La Croce Rossa Italiana e la Polizia mettono in guardia dagli episodi di sciacallaggio e dei tentativi di truffa ai danni, soprattutto di persone anziane
CROTONE – Diversi comitati della Croce Rossa Italiana hanno ricevuto segnalazione di potenziali tentativi di truffa telefonica legati all’emergenza Coronavirus. Alcuni soggetti infatti, si fingerebbero volontari della CRI e proporrebbero test e tamponi domiciliari per il Coronavirus. “Vi informiamo che non è stato disposto alcun tipo di screening porta a porta – spiegano dalla Croce Rossa Italiana – e invitiamo tutti a fare attenzione e segnalare eventuali casi sospetti alle autorità competenti”.
Un’emergenza dunque che diventa un pretesto per approfittare della preoccupazione della gente.

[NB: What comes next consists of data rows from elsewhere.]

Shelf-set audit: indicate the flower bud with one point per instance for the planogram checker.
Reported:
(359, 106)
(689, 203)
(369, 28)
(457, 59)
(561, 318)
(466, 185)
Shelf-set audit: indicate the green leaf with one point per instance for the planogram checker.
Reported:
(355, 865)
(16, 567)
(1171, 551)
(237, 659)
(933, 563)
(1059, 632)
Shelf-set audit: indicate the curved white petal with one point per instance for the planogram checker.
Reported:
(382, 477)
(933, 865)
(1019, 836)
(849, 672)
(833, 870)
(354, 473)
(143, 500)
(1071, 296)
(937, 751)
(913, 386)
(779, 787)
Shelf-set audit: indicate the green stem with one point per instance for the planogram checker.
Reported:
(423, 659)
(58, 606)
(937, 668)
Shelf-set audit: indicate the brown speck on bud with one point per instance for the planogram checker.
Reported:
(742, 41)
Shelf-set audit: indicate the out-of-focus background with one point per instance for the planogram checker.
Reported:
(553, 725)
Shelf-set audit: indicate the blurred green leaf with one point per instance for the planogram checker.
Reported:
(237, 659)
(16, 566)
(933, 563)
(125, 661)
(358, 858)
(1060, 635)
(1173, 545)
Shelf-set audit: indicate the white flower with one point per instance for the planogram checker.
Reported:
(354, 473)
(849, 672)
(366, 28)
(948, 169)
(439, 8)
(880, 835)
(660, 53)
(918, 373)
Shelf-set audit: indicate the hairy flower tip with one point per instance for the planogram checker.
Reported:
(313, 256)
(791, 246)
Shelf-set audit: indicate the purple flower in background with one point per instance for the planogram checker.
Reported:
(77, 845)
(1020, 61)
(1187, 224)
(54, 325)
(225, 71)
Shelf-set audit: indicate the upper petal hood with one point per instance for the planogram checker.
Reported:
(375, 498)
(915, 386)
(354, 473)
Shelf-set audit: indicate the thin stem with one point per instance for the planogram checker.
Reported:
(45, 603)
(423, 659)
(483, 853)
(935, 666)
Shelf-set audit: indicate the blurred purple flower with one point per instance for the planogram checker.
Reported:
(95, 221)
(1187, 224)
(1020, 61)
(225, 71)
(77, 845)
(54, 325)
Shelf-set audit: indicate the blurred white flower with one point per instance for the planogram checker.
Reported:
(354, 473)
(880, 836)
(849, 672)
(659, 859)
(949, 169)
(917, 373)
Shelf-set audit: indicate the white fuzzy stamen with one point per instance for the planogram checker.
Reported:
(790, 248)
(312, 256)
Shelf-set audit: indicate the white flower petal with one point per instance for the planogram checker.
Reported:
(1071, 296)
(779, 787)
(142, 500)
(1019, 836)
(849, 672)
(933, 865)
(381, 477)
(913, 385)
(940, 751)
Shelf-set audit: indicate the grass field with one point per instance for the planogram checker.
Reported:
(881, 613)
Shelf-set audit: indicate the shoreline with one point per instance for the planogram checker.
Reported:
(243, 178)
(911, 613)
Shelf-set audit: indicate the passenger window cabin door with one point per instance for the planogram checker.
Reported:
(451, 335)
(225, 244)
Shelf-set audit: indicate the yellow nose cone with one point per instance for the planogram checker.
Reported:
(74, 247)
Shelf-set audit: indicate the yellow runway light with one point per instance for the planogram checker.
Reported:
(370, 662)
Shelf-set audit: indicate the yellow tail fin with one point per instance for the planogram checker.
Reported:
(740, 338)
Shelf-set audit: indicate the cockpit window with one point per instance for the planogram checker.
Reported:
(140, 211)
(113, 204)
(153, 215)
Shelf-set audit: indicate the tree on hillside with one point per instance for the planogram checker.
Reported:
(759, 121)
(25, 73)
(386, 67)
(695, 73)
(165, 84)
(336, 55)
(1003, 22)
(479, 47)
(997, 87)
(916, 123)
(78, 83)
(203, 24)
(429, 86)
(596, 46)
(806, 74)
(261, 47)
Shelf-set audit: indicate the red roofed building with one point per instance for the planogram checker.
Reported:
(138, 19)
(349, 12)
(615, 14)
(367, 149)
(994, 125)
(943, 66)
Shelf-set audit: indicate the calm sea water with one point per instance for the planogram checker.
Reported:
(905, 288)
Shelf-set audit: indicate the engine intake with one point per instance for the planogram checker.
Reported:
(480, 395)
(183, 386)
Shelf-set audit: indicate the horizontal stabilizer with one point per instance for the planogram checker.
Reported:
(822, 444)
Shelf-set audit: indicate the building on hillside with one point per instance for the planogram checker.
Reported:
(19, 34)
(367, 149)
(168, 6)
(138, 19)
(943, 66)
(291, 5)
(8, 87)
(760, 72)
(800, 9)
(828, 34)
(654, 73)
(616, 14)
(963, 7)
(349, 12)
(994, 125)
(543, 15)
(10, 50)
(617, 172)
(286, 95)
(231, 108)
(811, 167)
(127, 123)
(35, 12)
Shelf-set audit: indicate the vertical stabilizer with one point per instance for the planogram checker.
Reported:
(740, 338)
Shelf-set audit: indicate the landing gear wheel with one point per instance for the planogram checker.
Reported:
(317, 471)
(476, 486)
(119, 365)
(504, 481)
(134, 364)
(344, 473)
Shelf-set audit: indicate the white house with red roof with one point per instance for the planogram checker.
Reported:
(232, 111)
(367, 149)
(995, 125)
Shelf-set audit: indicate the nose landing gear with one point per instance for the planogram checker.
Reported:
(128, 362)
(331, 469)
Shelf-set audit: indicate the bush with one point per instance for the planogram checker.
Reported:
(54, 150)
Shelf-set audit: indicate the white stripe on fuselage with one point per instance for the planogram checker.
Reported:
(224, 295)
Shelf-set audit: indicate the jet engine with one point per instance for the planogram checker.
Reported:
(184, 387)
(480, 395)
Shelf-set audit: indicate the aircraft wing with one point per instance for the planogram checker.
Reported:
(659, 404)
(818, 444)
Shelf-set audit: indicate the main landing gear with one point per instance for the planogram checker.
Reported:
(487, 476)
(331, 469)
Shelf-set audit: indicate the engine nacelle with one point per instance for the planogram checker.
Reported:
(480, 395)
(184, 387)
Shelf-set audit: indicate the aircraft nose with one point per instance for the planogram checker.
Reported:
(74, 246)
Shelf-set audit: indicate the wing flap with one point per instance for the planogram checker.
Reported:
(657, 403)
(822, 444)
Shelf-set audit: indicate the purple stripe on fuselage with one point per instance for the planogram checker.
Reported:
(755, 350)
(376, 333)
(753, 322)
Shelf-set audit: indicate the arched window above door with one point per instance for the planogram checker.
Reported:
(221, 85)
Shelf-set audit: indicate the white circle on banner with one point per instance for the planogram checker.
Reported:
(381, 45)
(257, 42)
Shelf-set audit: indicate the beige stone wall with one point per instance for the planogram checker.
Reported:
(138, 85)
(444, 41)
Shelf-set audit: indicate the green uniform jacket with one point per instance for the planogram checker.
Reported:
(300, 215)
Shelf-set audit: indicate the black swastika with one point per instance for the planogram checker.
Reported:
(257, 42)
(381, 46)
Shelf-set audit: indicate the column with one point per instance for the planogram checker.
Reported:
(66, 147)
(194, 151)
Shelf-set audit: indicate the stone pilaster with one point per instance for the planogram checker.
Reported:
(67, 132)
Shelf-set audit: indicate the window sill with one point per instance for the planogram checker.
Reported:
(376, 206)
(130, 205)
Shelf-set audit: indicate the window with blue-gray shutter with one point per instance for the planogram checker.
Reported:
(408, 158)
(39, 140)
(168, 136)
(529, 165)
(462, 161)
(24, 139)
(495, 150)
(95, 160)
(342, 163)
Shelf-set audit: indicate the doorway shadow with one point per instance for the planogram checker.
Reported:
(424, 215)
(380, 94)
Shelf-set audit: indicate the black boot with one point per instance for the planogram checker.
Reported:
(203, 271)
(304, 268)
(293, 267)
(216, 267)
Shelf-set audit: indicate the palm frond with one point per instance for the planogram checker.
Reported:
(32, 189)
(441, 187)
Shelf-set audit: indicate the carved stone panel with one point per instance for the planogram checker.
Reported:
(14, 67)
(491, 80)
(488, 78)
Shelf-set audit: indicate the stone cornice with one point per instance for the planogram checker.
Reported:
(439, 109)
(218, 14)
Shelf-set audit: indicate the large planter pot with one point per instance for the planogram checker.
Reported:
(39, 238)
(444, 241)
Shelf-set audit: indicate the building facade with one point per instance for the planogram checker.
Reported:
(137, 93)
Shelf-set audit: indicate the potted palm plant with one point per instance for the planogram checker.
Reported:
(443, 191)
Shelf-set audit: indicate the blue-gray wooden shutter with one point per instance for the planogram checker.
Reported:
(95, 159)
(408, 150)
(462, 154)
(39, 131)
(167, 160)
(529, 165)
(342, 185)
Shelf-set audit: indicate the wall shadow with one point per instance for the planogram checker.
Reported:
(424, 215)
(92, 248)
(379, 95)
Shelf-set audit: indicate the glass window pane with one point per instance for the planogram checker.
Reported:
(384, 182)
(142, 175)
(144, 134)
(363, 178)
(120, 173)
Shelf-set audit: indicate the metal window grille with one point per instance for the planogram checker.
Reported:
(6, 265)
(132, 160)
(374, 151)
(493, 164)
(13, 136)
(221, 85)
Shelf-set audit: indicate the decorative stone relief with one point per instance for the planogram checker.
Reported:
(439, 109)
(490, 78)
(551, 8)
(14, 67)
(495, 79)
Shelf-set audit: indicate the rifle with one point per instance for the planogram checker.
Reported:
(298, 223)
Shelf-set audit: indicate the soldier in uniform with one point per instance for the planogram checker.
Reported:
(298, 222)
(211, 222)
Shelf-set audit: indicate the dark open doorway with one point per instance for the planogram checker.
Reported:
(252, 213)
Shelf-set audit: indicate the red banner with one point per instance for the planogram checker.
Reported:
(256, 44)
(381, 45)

Episodi, spiega una nota della Questura di Crotone – che si starebbero già verificando in quelle regioni maggiormente colpite dal virus, dove alcuni malfattori si presentano nelle abitazioni come sedicenti addetti della Croce rossa, dell’Azienda sanitaria locale e altri enti pubblici, proponendo alle vittime di effettuare il tampone faringeo per accertare la presenza di eventuali virus e con la scusa dei controlli sanitari le derubano.
Il questore di Crotone, Massimo Gambino, non potendo escludere che simili truffe possano avvenire anche a Crotone – ma in generale in Calabria – e precisdando che al momento nessuno è stato autorizzato ad effettuare i controlli sanitari porta a porta, invita a non aprire la porta di casa a sconosciuti e a contattare immediatamente le forze dell’ordine chiamando i numeri di emergenza 112 e 113 in presenza di situazioni sospette.